New hearing for man who says he was wrongly convicted of shooting trooper

SEATTLE -- A state appeals court has ordered a new hearing to evaluate a man's claims that he was wrongly convicted in the shooting of a Washington state trooper who later became a sheriff.

Martin Jones is serving a 50-year sentence after being convicted of shooting Scott Johnson in 2010 in Long Beach, a tourist town on the southwest Washington coast. Johnson was elected sheriff after the shooting and served two terms before losing a re-election bid last fall.

Jones' attorney, Lenell Nussbaum, requested a new trial two years ago, citing new evidence that included a sworn declaration from Peter Boer, a local drug dealer, that on the night of the shooting, his brother Nicholas, a repeat felon, confessed to it and asked him to dispose of gun parts. Several people had also called police to say that a composite sketch of the suspect that aired on television news closely resembled Nick Boer.

The lone witness to the shooting — a tow-truck driver — told police Jones wasn't the culprit, but Johnson said he was.

On Thursday, a three-judge state Court of Appeals panel said a superior court judge should evaluate whether the new evidence is admissible in court, and if so, whether Jones' conviction should be overturned. In a concurring opinion, one of the judges, Thomas Bjorgen, said the information presented in the appeal "tend to create a reasonable doubt as to Jones's guilt."

"The new evidence before us is of a highly compelling nature: among other matters an admission to the crime by another individual, multiple identifications of that individual from a composite sketch made from a description by a witness at the scene, and evidence that the same individual made serious threats against another if he was not given an alibi for the night of the shooting," Bjorgen wrote.

Nussbaum called the ruling "a huge deal for Marty."

"Our end goal has always been a new trial," she said Friday. "What we've accomplished is a huge step in that direction."

In interviews with The Associated Press in 2017, Nick Boer denied having shot the trooper, calling his brother "exotic in his imagination," and Johnson also denied it.

Johnson was helping the tow-truck driver impound a minivan around 1 a.m. on Feb. 13, 2010, when he was shot. The van had been driven by Jones' wife, Susan, who had just been arrested for drunken driving. The .22-caliber bullet broke apart and remains lodged near the base of Johnson's skull.

Phone records showed that Jones had been at his house shortly before the shooting. He was arrested the next morning.
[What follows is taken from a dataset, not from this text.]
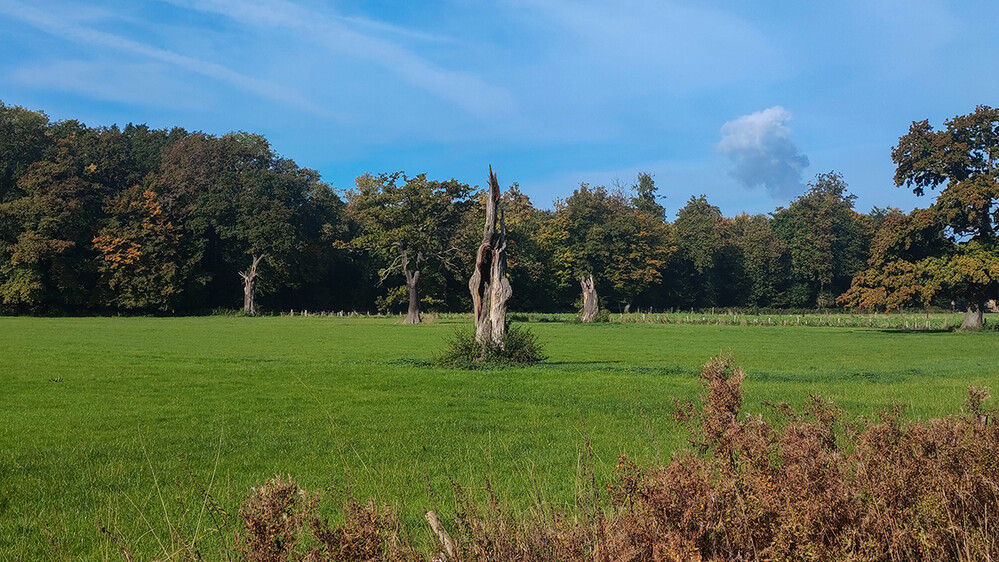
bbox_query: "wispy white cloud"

The state's theory was that Jones, a grandfather with no criminal history and with close relatives in law enforcement, got out of bed after receiving a text from his wife that she'd been pulled over. He walked 1.3 miles (2 kilometers), or possibly drove part of that distance, to her van. He saw and spoke with the tow-truck driver, whom he knew, and who could presumably identify him. He became enraged and shot the trooper with a handgun. The tow-truck driver couldn't identify Jones because he didn't get a good enough look.

Investigators found in Jones' house a box of .22-caliber ammunition. A state expert testified that microscopic markings on the shell found at the scene forensically matched the shells in the box — suggesting the bullet that shot the trooper came from the box in Jones' house.

But that type of analysis has been discredited and has no scientific foundation, William Tobin, a retired manager of forensic metallurgy at the FBI Laboratory in Washington, D.C., wrote after reviewing the case as part of Jones' appeal.